Configuring a Fitting Job¶
The Configuration File¶
The configuration file is a plain text file with the extension “.conf” that specifies all of the information that PyBNF needs to perform the fitting: the location of the model and data files, and the details of the fitting algorithm to be run.
Several examples of .conf files are included in the examples/ folder.
Each line of a conf file has the general format config_key=value, which assigns the configuration key “config_key” to the value “value”.
The available configuration keys to be specified are detailed in Configuration Keys.
Model Files¶
BioNetGen¶
BioNetGen models are specified in plain text files written in BioNetGen language (BNGL). Documentation for BNGL can be found at http://www.csb.pitt.edu/Faculty/Faeder/?page_id=409.
Two small modifications of a BioNetGen-compatible BNGL file are necessary to use the file with PyBNF
- Replace each value to be fit with a name that ends in the string “__FREE”.
For example, if the parameters block in our original file was the following:
begin parameters
v1 17
v2 42
v3 37
NA 6.02e23
end parameters
the revised version for PyBNF should look like:
begin parameters
v1 v1__FREE
v2 v2__FREE
v3 v3__FREE
NA 6.02e23
end parameters
We have replaced each fixed parameter value in the original file with a “FREE” parameter to be fit. Parameters that we do not want to fit (such as the physical constant NA) are left as is.
- Use the “suffix” argument to create a correspondence between your simulation command and your experimental data file.
For example, if your simulation call simulate({method=>”ode”}) generates data to be fit using the data file data1.exp, you should edit your call to simulate({method=>”ode”, suffix=>”data1”}).
SBML¶
SBML files can be used with PyBNF as is, with no modifications required. PyBNF will match parameter names given in the configuration file, with the IDs of parameters or species in the SBML file. If the name of a species is given, PyBNF fits for the initial concentration of that species.
PyBNF assumes that any parameters and species that are not named in the config file are not meant to be fit - such values are held constant at the value specified in the SBML file.
To avoid mistakes in configuration, you may optionally append “__FREE” to the names of parameters to be fit, as with BioNetGen models. PyBNF will raise an error if it finds a parameter ending in “__FREE” in the SBML that is not specified in the configuration file.
Caution: If you are using COPASI to export SBML files, renaming a parameter is not straightforward. Typically, renaming a parameter only changes its name field, but PyBNF reads the id field.

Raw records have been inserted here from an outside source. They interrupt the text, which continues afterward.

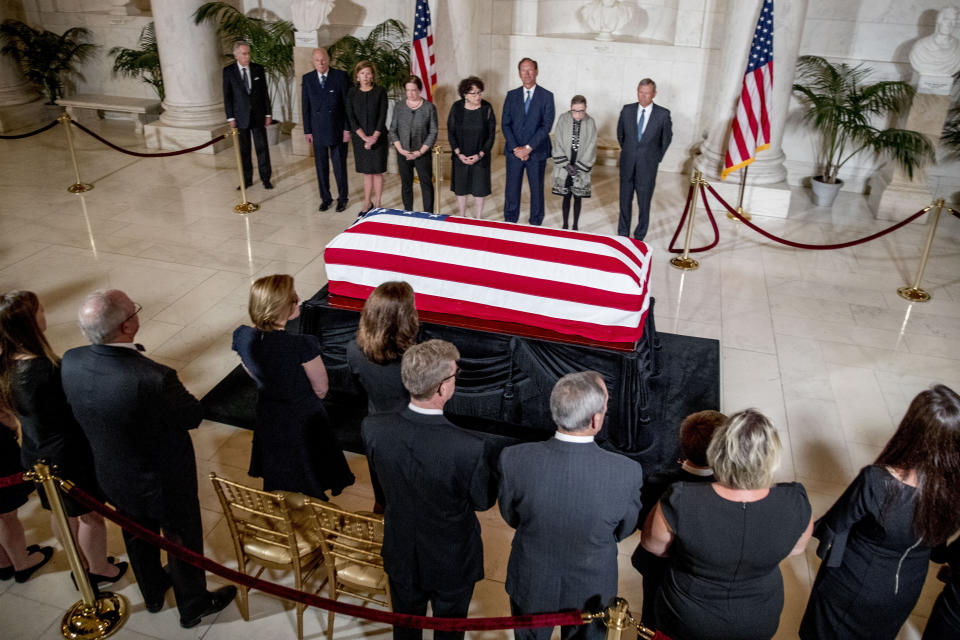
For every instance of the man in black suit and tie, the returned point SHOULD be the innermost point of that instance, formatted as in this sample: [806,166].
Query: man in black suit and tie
[247,102]
[136,415]
[325,126]
[527,119]
[644,132]
[434,476]
[570,502]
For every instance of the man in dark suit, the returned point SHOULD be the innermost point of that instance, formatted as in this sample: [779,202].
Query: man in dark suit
[247,102]
[527,119]
[570,502]
[695,434]
[325,126]
[644,132]
[434,476]
[136,415]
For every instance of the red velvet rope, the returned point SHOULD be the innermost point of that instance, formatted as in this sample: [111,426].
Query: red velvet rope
[138,154]
[815,247]
[32,133]
[387,617]
[13,480]
[686,211]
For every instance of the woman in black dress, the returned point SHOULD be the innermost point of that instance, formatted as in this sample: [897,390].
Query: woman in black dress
[726,539]
[471,129]
[875,540]
[30,373]
[367,113]
[293,447]
[388,327]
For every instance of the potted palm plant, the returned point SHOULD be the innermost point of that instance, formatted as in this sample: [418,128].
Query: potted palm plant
[843,108]
[46,58]
[271,45]
[142,62]
[386,46]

Note that SBML files do not contain information about what time course or parameter scan simulations should be run on the model. Therefore, when using SBML files, it is required to specify this information in the configuration file with the time_course and param_scan keys.
Experimental Data Files¶
Experimental data file are plain text files with the extension “.exp” that contain whitespace-delimited tables of data to be used for fitting.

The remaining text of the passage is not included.